First, we evaluate performance of our RENDEZVOUS in terms of time consumption. We compare time consumption when the actor randomly walks until it finds an event area (referred to as Random Walk hereafter) and when the actor purely uses the mobility control based on Reinforcement Learning to find an event area (referred to as Reinforcement Learning hereafter), to time consumption when the actor and sensors use RENDEZVOUS.

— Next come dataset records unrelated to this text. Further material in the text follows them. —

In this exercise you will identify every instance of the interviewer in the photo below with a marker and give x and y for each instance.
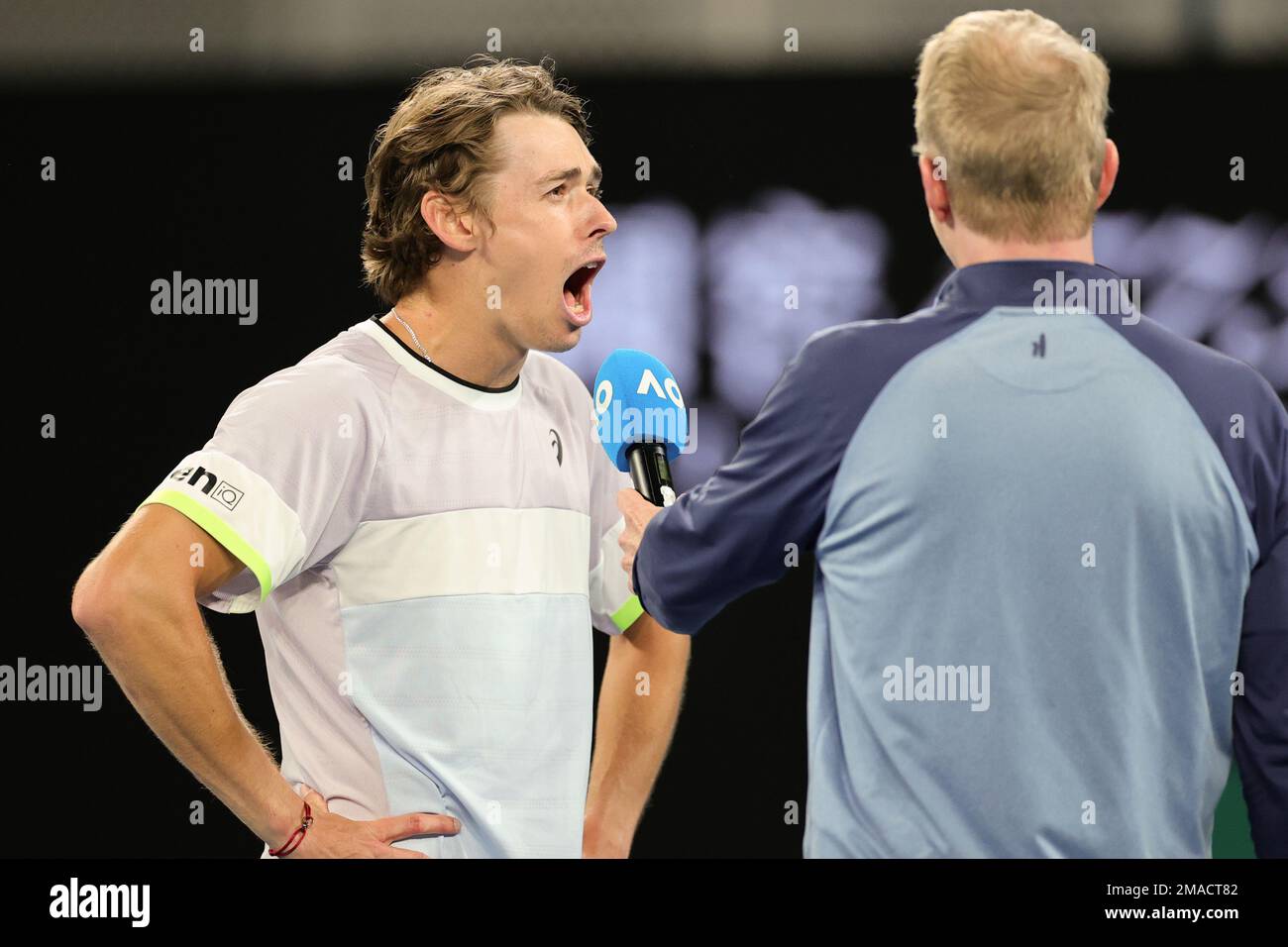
(1051, 583)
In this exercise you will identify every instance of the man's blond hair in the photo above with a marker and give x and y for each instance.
(441, 138)
(1016, 107)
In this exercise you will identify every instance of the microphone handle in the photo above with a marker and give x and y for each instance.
(651, 474)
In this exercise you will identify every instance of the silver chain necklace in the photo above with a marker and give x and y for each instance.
(412, 333)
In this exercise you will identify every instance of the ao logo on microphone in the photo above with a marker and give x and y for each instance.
(648, 382)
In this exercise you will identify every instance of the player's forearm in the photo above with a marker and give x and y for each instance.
(639, 702)
(160, 652)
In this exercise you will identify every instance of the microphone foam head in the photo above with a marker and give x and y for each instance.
(638, 401)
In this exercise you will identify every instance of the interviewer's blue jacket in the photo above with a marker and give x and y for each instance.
(1051, 585)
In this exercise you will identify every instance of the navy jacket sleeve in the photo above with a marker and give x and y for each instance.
(1261, 711)
(733, 532)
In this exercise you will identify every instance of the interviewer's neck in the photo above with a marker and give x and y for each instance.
(970, 249)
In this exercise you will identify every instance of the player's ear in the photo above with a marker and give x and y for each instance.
(447, 221)
(934, 184)
(1108, 172)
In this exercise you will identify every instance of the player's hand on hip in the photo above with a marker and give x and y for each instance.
(336, 836)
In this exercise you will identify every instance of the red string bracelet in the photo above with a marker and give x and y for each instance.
(296, 836)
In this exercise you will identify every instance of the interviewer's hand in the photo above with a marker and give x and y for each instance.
(638, 512)
(336, 836)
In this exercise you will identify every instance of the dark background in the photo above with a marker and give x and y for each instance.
(241, 182)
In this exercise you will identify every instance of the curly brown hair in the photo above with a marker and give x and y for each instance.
(439, 138)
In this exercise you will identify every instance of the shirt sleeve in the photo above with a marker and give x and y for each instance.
(613, 607)
(735, 531)
(1261, 710)
(282, 482)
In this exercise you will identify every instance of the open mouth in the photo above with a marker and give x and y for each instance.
(576, 290)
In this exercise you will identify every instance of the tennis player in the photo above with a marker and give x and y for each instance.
(1051, 538)
(423, 523)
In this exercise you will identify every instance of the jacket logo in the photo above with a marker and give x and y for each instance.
(209, 483)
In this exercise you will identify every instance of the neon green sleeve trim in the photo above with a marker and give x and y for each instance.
(223, 532)
(625, 616)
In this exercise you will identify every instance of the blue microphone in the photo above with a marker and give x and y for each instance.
(640, 420)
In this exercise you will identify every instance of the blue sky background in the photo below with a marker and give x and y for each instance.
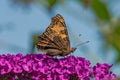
(17, 26)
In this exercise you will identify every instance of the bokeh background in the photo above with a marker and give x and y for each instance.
(97, 21)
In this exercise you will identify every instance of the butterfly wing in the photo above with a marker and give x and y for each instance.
(55, 37)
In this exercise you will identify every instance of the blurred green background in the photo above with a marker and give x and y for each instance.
(98, 21)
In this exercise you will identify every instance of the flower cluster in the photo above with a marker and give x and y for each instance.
(43, 67)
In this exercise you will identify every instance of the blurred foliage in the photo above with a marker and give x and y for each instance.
(111, 35)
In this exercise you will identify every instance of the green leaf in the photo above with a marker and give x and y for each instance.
(101, 10)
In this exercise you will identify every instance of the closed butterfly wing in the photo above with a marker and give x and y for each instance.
(55, 40)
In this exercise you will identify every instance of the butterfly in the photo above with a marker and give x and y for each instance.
(55, 40)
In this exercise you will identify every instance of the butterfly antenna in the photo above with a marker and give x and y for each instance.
(82, 43)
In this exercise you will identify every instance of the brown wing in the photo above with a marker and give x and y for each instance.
(55, 36)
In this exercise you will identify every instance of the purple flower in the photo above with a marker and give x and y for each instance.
(42, 67)
(102, 72)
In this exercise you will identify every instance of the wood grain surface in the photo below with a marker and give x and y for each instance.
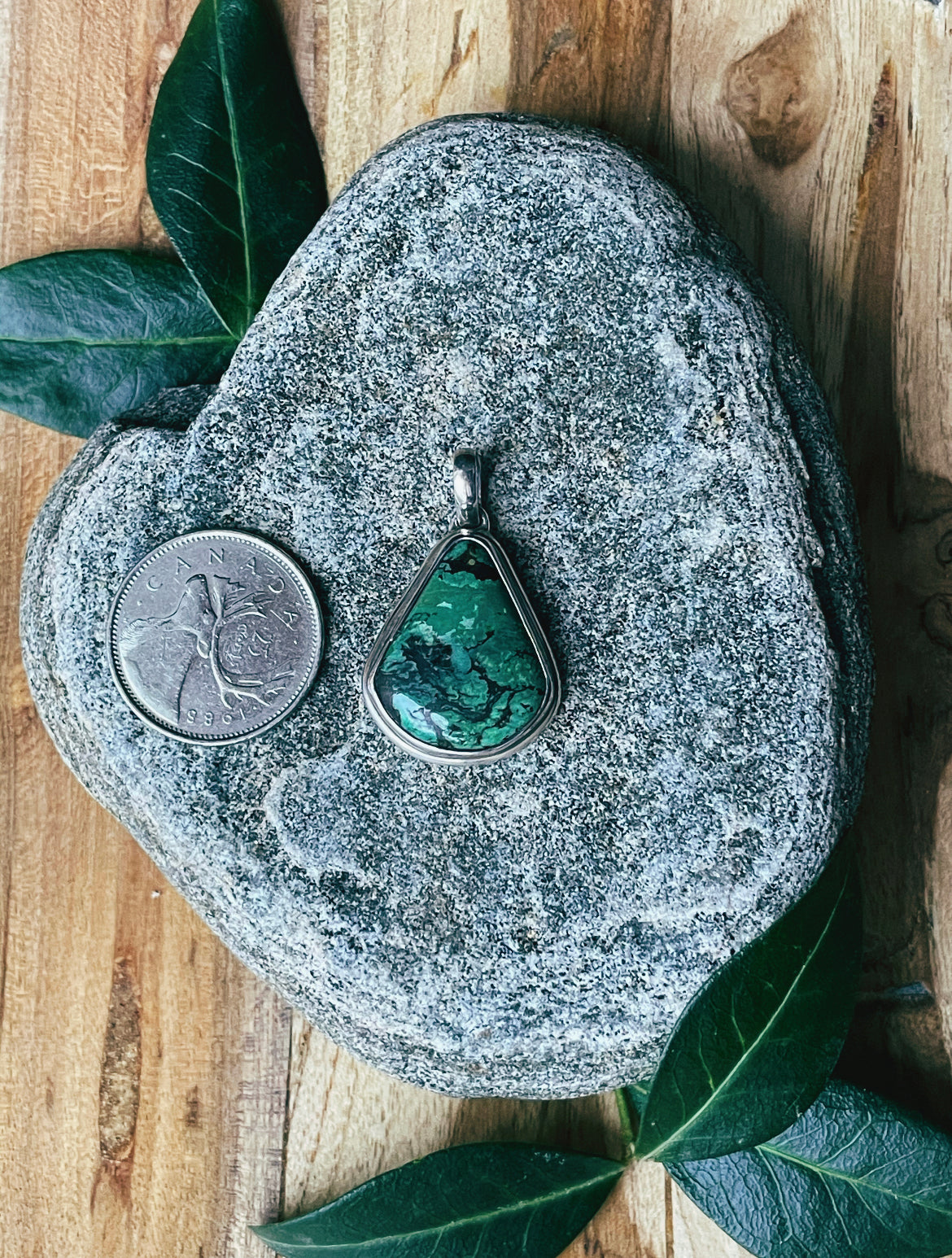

Figure 7 shows the time consumption of actor migration with Random Walk, Reinforcement Learning, RENDEZVOUS, respectively in a different size of networks including 700–1,000 nodes. As we can see the results, RENDEZVOUS always outperforms other two methods. We conclude that the actor is able to find an event area in less time by using our proposed algorithm.

Fig. 7
figure 7

Time consumption

Second, we evaluate the cache using RENDEZVOUS when changing the total number of sensor nodes in the network. Figure 8 is showing that even introducing ant mimic searching, the cache space is required as an acceptable level.

Fig. 8
figure 8

Cache when use RENDEZVOUS

Lastly, we evaluate the energy consumption of the network by varying the number of sensor nodes. In addition to Reinforcement Learning, we also compare the energy consumption when the network uses a broadcast strategy (hereafter referred to as Broadcast) to notify the actor of a location of the event area. As shown in Fig. 9, the energy consumption of Broadcast is much larger than other two because all sensor nodes in the network get involved to pass packets to inform the event location originating from a sensor node which detected the event. On the other hand, RENDEZVOUS only requires to use a part of sensor nodes in the vicinity of the event area and the energy consumption induced by RENDEZVOUS is neglectable. The results indicate that the sensor energy can be saved while satisfying the actor to take less time to transit to the event area.

Fig. 9
figure 9

Energy consumption

We also evaluate the energy dispersion of the sensor nodes in each method. This metric is one of the most important factors for sensor networks since unbalanced use of energy results in emerging unobservable areas in the network and narrowing the network coverage. Figure 10 shows the standard deviation (SD) of the energy consumption of each node in the whole network. As we can see, both Reinforcement Learning and RENDEZVOUS effectively distribute energy in the network comparing to Broadcast. Performance of Reinforcement Learning is slightly better than RENDEZVOUS. The reason of that is some sensor nodes close to the event area consume more energy than others because they get involved in delivering ant messages in RENDEZVOUS. Meanwhile, in Reinforcement Learning, each sensor node consumes energy more evenly since the actor communicates with sensor nodes on a route path of its migration. However, according to the result shown in Fig. 9, the SD of the energy consumption in RENDEZVOUS is still acceptable and leads us to conclude that RENDEZVOUS is enough effective for energy dispersion in the network.

Fig. 10
figure 10

CDF of the range where the actor migrates in a large-sized area

6 Conclusion and future work

In this paper, we have proposed RENDEZVOUS for fast event detecting in Wireless Sensor and Actor Networks. Extensive simulation analysis demonstrated the performance of our proposed scheme that achieving both time- and energy-effectiveness. For our future work, we will consider multi-actors’ mobility control to deal with several events occurring simultaneously regarding velocity of each actor, propensity of each event, and mutual correlation of the both metrics.